Логунов уходил от командира по сливовому саду. Как назло, идти нужно было по открытой дорожке, и он все время чувствовал на своей спине взгляд Павлюка, который, конечно, слышал весь разговор и теперь по всему полку разнесет позор поручика.
А Нина не сомневалась, что все будет благополучно. Она не предполагала, что кто-нибудь по какой-нибудь причине может помешать ее счастью.

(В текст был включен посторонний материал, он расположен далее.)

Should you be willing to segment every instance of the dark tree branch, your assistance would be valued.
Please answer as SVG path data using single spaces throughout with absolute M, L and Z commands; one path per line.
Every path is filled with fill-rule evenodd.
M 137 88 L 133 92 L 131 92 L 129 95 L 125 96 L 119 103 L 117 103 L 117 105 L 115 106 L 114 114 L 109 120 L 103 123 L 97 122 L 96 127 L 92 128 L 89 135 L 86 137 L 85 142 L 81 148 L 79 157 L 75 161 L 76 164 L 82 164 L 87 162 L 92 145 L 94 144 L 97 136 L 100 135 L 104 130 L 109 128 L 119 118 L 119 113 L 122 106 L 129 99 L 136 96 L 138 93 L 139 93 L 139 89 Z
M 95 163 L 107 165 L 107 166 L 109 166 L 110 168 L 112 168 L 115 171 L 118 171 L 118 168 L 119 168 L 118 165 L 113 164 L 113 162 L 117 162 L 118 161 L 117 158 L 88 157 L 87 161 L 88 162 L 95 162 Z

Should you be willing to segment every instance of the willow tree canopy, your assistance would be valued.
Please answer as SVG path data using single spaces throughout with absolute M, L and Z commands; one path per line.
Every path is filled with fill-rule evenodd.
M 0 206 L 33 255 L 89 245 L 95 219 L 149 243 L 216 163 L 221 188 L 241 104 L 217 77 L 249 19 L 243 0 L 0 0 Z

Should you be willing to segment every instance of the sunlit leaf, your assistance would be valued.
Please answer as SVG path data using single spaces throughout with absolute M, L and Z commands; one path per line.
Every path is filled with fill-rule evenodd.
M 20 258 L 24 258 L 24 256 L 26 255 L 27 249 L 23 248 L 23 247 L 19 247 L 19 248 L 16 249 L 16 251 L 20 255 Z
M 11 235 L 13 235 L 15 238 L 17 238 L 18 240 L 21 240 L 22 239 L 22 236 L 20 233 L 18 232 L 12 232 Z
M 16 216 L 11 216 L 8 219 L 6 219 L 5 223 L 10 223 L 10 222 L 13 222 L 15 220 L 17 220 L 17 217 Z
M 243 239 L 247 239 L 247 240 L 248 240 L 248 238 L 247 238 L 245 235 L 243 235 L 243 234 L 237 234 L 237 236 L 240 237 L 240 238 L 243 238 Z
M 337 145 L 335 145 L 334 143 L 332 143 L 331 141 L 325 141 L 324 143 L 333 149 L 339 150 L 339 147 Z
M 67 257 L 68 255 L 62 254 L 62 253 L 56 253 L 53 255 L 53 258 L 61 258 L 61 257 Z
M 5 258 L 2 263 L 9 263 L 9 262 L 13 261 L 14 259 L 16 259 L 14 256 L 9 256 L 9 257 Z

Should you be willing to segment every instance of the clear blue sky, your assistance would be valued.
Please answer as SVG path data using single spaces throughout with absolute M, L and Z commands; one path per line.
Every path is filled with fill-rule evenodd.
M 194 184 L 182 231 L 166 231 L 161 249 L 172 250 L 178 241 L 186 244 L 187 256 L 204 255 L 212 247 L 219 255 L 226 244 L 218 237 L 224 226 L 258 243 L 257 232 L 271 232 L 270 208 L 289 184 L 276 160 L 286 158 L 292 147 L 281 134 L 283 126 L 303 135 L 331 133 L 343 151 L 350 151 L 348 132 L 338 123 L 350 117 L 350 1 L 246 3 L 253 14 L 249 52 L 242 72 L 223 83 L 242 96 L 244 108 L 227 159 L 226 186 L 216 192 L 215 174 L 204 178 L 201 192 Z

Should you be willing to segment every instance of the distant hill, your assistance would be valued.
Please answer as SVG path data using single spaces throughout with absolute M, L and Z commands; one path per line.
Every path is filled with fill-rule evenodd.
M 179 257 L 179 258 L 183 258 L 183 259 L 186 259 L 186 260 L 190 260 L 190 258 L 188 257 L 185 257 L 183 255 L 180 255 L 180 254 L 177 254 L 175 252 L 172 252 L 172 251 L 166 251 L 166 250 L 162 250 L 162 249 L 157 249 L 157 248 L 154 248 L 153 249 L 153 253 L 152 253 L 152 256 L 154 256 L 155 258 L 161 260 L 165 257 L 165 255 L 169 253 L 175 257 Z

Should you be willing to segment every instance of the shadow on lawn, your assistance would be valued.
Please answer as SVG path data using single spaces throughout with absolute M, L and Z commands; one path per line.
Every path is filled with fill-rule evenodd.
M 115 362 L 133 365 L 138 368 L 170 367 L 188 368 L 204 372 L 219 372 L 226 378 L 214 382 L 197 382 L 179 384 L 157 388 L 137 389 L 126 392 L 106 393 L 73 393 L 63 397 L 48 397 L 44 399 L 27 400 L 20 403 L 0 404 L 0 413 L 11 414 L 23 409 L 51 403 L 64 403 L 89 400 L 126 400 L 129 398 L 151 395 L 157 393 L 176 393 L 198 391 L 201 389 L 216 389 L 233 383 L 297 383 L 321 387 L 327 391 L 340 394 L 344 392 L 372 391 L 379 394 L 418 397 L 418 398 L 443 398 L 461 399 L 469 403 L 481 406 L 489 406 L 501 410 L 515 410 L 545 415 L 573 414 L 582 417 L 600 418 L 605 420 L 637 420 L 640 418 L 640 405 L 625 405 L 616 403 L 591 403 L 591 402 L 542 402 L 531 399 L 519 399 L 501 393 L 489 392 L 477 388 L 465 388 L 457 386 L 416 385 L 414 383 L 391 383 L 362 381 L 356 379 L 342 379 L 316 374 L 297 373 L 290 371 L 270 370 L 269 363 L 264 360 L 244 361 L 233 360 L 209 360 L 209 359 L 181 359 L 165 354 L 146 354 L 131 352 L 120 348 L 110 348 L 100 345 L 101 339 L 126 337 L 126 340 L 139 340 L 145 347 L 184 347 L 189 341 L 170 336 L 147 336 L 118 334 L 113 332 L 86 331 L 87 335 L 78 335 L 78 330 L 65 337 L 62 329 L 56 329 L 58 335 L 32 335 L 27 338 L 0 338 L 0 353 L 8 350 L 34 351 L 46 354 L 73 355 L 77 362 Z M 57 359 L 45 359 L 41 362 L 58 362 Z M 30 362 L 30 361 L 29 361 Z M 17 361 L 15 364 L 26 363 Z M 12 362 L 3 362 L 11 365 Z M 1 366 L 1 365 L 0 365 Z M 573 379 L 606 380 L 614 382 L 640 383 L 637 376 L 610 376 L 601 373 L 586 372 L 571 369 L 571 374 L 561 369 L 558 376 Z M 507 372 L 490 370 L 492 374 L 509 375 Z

У нее не было ни фаты, ни подвенечного платья; надо было сделать хоть простенькое. Лазарет стоял за городом, и, не сомневаясь в том, что свадьба через несколько дней, она отпросилась у Петрова за покупками.
Солнце сияло, и земля сияла. Красноватые поля гаоляна перемежались с дубовыми и вязовыми рощами и то поднимались на холмы, то спускались в пологие просторные равнины. Она ехала без зонтика в двуколке. Солнце опаляло лицо, жгло плечи сквозь платье.
Невысокие горы синели на востоке. Стаи облаков, собрались над ними. И от этого неба, облаков, золотисто-красного гаоляна, от дороги, которая извивалась среди зеленого мира, она снова испытывала ощущение чего-то твердого, верного, несомненного. Это была жизнь, трудно объяснимая, трудно постижимая, но несомненная. Нина подумала с великим облегчением, что самое главное — это то, что жизнь есть, и она, Нина, живет, и другие живут. Да, самое главное — жизнь.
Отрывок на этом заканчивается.